The vets argue they are already licensed and regulated, and that the oversight sought by Racing NSW was not necessary.

Equine veterinarians from the Australian Veterinary Association (AVA) warned last month there would be serious impacts to the racing industry if Racing NSW proceeded with the new rule governing the activities of vets who treat racehorses in the state

AVA’s president, Dr Ben Gardiner said veterinarians were already regulated, licensed and held to account by the New South Wales Government through the Veterinary Practitioners’ Board, and that Racing NSW had not provided any evidence that additional regulation was needed.

“In fact, so effective has the regulation been that Racing NSW has only seen the need to make one complaint against a vet to the board in the last seven years,” Gardiner said.

“And vets were recently listed in the top 10 most trusted professions in Australia.”

While AVA members strongly support maintaining the highest levels of integrity in racing, the association believes the Veterinary Practitioners’ Board should be the only regulator for vets.

“Our members feel so strongly about this that many have told us they will have no choice but to end their involvement with racing, as this just adds an unnecessary layer of red tape,” Gardiner said.

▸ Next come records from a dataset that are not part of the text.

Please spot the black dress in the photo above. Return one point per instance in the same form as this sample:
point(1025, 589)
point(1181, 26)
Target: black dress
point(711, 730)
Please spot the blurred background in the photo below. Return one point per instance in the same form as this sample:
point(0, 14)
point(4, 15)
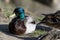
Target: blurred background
point(34, 7)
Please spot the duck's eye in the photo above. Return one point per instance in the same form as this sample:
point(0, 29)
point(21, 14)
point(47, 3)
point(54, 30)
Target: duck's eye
point(33, 22)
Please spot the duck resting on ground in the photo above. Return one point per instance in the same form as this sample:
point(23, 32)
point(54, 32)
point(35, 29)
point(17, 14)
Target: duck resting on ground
point(21, 24)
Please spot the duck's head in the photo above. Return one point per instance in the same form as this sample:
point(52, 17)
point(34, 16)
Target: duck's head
point(19, 12)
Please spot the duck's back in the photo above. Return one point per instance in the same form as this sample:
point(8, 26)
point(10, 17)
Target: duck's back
point(16, 26)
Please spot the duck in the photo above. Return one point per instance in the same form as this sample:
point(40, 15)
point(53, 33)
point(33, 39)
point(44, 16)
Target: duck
point(21, 24)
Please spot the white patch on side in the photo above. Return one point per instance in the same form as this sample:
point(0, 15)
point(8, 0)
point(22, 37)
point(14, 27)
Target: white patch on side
point(29, 26)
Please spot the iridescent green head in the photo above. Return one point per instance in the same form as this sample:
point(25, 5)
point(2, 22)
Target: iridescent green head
point(19, 12)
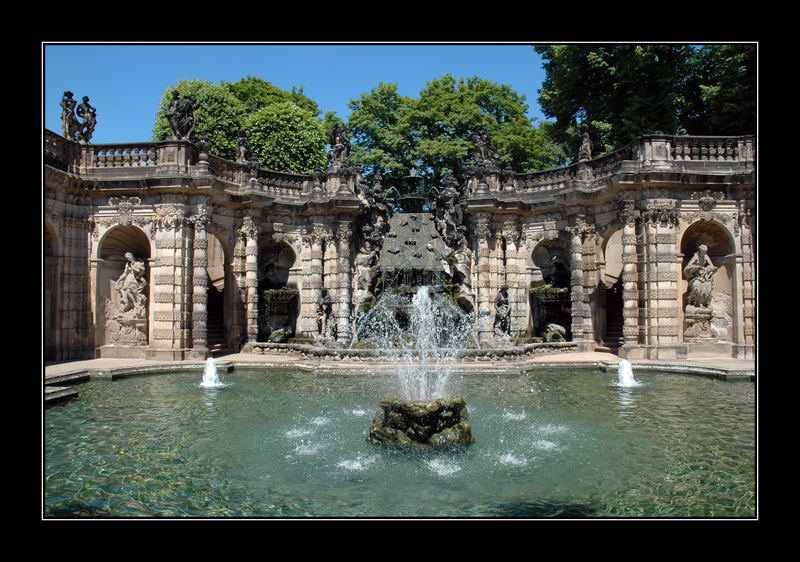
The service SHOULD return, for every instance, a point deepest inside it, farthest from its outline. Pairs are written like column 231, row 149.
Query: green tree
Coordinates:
column 433, row 133
column 256, row 93
column 286, row 134
column 288, row 138
column 219, row 114
column 623, row 91
column 721, row 91
column 619, row 91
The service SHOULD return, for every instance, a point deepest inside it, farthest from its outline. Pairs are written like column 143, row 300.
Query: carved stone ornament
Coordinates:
column 707, row 199
column 126, row 309
column 124, row 207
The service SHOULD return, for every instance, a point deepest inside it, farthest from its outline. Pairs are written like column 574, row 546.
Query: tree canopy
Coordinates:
column 287, row 134
column 433, row 132
column 622, row 91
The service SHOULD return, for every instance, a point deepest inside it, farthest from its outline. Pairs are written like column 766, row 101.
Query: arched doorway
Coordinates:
column 122, row 298
column 278, row 296
column 549, row 293
column 706, row 291
column 611, row 291
column 219, row 320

“There are 140 race clubs in rural and regional New South Wales that are likely to be affected. Many vets contribute to their local race club on race day as a community service and will no longer be willing to do so if the proposed licensing system becomes a reality.”

“And if there are no vets, there are no races.”

He continued: “Further regulation is unnecessary and will have unintended consequences to the racing industry.”

Racing NSW and veterinarians met this week in a bid to resolve the issue, with the date of implementation of the proposed regime pushed back from December 1 to January 15 as efforts continue to reach agreement.

Racing NSW chief executive Peter V’landys said the licensing of vets was essential to the integrity of racing.

He told local media: “We will not compromise the integrity of racing and we want punters and everyone to know that we are racing on a level playing field and that is why we want to licence veterinarians.”